Roma, 24 gennaio – “Chiediamo più  autonomia perché chi è più  virtuoso e dà servizi di qualità va premiato”.

L’affermazione di Stefano Bonaccini, presidente della Regione Emilia Romagna e della Conferenza delle Regioni, suona quasi come una risposta alle parole pronunciate nel corso della trasmissione Presa diretta di lunedì scorso da Walter Ricciardi, con le quali il presidente dell’Iss era tornato a chiedere un “nuovo assetto nel rapporto tra Stato e Regioni”, alla luce delle pesanti disuguaglianze che si registrano, in particolare nella sanità, nelle diverse aree del Paese a seguito della modifica del Titolo V della Costituzione nel 2001, che avrebbe  “affidato alle Regioni questa competenza in maniera esclusiva”.

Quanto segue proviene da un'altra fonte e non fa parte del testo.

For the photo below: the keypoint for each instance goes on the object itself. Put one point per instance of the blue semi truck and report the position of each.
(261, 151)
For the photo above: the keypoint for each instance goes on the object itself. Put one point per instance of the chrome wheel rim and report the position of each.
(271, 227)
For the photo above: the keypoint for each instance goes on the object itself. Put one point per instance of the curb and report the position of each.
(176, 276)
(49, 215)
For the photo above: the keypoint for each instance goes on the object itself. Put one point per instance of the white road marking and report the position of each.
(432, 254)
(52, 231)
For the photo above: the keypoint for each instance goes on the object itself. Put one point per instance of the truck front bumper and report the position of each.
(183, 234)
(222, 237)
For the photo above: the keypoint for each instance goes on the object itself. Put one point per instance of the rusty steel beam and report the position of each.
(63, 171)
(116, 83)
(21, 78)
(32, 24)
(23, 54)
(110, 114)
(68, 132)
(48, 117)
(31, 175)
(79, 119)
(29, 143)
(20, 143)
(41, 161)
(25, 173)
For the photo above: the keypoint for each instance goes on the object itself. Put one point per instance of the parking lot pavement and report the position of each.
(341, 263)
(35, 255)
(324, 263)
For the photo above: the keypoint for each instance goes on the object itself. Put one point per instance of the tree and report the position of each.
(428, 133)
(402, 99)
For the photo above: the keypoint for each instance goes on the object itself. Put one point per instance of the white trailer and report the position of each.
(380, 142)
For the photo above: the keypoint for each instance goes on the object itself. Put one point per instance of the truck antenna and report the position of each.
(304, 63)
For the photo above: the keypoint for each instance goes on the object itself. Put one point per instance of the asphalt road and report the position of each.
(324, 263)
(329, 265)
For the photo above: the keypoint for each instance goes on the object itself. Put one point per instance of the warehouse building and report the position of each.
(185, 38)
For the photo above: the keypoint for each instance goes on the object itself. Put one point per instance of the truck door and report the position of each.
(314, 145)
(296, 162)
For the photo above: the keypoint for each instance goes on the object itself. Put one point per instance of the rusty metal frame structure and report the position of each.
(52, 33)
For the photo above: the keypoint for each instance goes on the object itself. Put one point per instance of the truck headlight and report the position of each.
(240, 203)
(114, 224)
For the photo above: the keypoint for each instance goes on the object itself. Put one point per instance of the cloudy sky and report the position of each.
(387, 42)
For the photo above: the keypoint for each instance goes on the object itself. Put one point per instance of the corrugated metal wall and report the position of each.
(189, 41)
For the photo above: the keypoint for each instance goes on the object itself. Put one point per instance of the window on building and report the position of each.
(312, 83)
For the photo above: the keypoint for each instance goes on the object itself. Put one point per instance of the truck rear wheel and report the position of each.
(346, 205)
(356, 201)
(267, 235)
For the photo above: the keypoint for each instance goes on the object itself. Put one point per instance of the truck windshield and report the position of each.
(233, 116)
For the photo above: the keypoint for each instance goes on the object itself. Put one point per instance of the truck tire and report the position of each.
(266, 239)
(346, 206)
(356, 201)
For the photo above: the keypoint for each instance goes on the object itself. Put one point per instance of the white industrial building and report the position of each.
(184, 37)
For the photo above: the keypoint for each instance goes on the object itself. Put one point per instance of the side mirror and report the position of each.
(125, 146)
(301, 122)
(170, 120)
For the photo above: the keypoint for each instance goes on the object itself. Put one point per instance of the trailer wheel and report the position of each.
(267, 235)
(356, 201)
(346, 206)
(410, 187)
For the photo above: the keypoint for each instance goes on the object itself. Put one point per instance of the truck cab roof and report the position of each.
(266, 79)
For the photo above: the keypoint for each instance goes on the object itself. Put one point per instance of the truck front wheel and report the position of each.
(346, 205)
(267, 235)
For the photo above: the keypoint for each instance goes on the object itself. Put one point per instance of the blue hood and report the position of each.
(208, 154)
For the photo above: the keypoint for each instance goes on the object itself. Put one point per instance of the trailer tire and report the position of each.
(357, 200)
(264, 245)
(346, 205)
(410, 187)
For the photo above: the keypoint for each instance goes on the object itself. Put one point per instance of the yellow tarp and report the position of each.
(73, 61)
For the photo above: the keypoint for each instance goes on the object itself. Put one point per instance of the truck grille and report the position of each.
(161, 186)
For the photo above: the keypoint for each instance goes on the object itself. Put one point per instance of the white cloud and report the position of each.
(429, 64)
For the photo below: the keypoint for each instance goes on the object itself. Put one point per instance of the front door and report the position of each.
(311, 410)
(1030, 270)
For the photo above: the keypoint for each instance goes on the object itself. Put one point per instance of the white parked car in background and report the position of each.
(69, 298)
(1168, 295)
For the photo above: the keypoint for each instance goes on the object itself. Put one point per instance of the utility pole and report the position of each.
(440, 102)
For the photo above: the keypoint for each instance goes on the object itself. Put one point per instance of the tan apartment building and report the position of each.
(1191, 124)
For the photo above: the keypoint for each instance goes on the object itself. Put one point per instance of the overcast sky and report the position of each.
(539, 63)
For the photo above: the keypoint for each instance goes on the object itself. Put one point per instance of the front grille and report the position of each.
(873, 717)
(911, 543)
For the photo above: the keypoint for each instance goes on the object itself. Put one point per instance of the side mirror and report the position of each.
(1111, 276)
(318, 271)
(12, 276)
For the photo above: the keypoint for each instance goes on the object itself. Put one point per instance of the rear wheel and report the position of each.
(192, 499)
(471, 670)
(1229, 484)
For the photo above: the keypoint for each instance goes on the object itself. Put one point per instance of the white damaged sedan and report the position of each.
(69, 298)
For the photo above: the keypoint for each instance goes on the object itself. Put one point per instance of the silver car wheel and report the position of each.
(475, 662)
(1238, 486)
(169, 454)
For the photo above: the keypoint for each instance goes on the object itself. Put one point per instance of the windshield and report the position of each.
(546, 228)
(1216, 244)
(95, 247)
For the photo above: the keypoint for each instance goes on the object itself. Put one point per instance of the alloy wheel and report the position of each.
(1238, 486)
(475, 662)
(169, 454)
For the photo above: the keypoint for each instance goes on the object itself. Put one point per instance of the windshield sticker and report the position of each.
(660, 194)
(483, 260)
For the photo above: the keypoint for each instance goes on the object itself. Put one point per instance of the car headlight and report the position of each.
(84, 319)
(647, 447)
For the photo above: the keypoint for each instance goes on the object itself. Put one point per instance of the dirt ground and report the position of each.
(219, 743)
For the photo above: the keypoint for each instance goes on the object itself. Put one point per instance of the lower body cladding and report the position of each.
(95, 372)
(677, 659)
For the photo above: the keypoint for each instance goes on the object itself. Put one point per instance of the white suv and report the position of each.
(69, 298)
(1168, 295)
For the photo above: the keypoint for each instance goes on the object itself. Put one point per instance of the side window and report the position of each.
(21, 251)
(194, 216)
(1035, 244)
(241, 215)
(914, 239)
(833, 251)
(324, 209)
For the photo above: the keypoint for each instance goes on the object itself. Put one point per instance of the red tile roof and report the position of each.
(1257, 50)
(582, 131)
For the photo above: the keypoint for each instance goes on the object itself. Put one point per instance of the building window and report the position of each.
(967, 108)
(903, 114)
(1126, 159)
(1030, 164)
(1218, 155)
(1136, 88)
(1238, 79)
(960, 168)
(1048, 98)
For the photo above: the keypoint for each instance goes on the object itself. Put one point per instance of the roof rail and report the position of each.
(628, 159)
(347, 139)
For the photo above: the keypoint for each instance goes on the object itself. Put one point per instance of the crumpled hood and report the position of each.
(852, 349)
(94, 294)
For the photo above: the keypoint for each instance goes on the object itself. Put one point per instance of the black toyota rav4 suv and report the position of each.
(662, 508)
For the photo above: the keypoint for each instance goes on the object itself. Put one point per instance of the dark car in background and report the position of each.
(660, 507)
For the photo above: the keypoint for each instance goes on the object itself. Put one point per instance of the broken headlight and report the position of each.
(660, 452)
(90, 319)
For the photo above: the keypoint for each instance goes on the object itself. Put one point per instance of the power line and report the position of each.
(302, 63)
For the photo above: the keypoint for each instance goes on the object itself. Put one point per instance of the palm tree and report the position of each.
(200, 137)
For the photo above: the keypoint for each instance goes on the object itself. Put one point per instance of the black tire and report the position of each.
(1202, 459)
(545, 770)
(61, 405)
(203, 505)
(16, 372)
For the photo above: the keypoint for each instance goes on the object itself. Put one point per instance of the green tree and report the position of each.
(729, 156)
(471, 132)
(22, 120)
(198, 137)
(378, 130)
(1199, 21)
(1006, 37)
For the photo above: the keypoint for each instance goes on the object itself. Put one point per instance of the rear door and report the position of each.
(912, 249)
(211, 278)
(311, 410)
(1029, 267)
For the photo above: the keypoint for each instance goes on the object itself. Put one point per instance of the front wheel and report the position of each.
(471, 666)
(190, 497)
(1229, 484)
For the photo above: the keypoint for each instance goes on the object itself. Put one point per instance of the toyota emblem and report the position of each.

Intervenendo ieri a Cesena alla presentazione dello studio di fattibilità di un nuovo ospedale cittadino, Bonaccini è appunto tornato sul tema dell’autonomia regionale, affrontandolo però dal versante opposto a quello di Ricciardi, con la richiesta di maggiori spazi di autonomia, sia pure escludendo l’intenzione di richiedere per la sua Regione  lo statuto speciale.

Negli ultimi due anni, ha osservato Bonaccini, in Emilia Romagna con la centrale unica degli acquisti sono stati risparmiati 300 milioni di euro, l’80% nelle Ausl regionali e il 20% dagli enti locali. Ecco perché “attraverso la Costituzione pretendiamo non più soldi da Roma, ma di gestire alcune funzioni e servizi”, in modo da risparmiare e avere una spesa migliore. E ciò nella convinzione che “se l’Emilia-Romagna cresce più forte, l’Italia è più forte”.
Proprio la salute, ha sottolineato Bonaccini, è tra le 12 competenze, sulle 23 totali possibili, su cui si conta di avere maggiore margine. la giunta regionale emiliana (così come quella della Lombardia) si sta confrontando con il ministero per una bozza che comprenda per esempio la “rimodulazione dei ticket sanitari” e la possibilità  di “decidere le priorità’ della programmazione” . Con la speranza, ha concluso Bonaccini, “di arrivare in fondo al percorso”.